I am anxious about my Social Security Hearing this Thursday. I am in the pit, as they say, and long to get out and make something of myself. I’m a million different people from one day to the next…..and unrecognizable to my friends and husband. I have never been one to dwell on negativity, for more than a day, if that. But I have always run from the truth, the pain, the cold and brutal realities that are hidden in the crevices of my mind. I’m not running any more, but I would like a break from it all.
In the “rooms” they call it a backlog of grief. In my room I call it family bullshit, bittersweet memories and rage. I keep giving it all to God, then taking it right back. I can’t find a therapist I would trust, and the last gal I poured my heart out to let me down, in major and minor ways. I saw her for five years and while she was a good sounding board, she never really helped me with my CPTSD. I would be halfway through a breakthrough and she would say something like, “Did I tell you my ex is dating a cow? Did I tell you she was from India and has stalked me for months?????” I would lose my train of thought, and there was no turning the conversation back to me.
I prefer to talk about anything but moi, I am an Empath and would rather listen. I feel stuck in my sweet little cottage of a home, surrounded by gardens, wildlife, friends and neighbors. Actually, it has nothing to do with the beauty of my surroundings (and I thank Abba each and every chance I get. I thank him for the miracle that is my life out in the hills of Amish country, in Lancaster, Pennsylvania. I praise him for meeting our needs, but at the same time with blessing us so abundantly. I have true friends, a wonderful man and supportive church family.
Alas, it is when I am alone and left to my own devices…….my anxiety keeps me busy hiking, cleaning, painting, gardening….what have you, until my body says, “please Sir, could you spare me a minute or two for the purposes of sitting my fat white ass down.?” I shower, and dress, and worship; after that I have no choice (unless I take an Ativan, or Benadryl for my allergies, and this tempts me every day.) I simply cannot be left to my own brain waves….even for a minute.

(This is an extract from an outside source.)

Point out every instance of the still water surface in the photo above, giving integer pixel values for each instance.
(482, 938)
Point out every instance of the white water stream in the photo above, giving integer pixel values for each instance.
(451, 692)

Where my mind travels through the wasteland of my childhood, (the good memories make me cry too) my narc of a sister once bit me as a child. She wasn’t even a year old when I was holding her, and she bit a hole the size of a lemon out of my underarm, and I will never forget how I was blamed for that, or how much the ensuing tetanus shot hurt, not to mention seven stiches. I miss my father, so that’s very painful, even though he died 15 years ago. I currently am obsessing over the fact that the narc kept my godchild, niece and nephew from me for ten years, simply to punish me for sobering up-I now had a productive, happy life-so she made sure she hit me in the gut-my beloveds are lost to me-how long will they think me “crazy Aunt Michele?”
I am not one to care what others think, never have been, nor will I be. I care about what my loved ones, and Jesus thinks…of course, but there have been so many lies told about me to so many people over the years? I simply can’t afford to care. We are told that we are not to be creatures of this world, but to push on for the life we have awaiting us in Heaven, with the angels and saints, the lions that lay down with the lamb, our pets and our loved ones await us. It’s not that I’m in any hurry, believe me-but I have four journals, chock full of atrocities performed by my sister-meticulously kept over the ten years I have had my heart pulled out of my chest. And on the day I go home, they will be delivered to my nieces, one by one.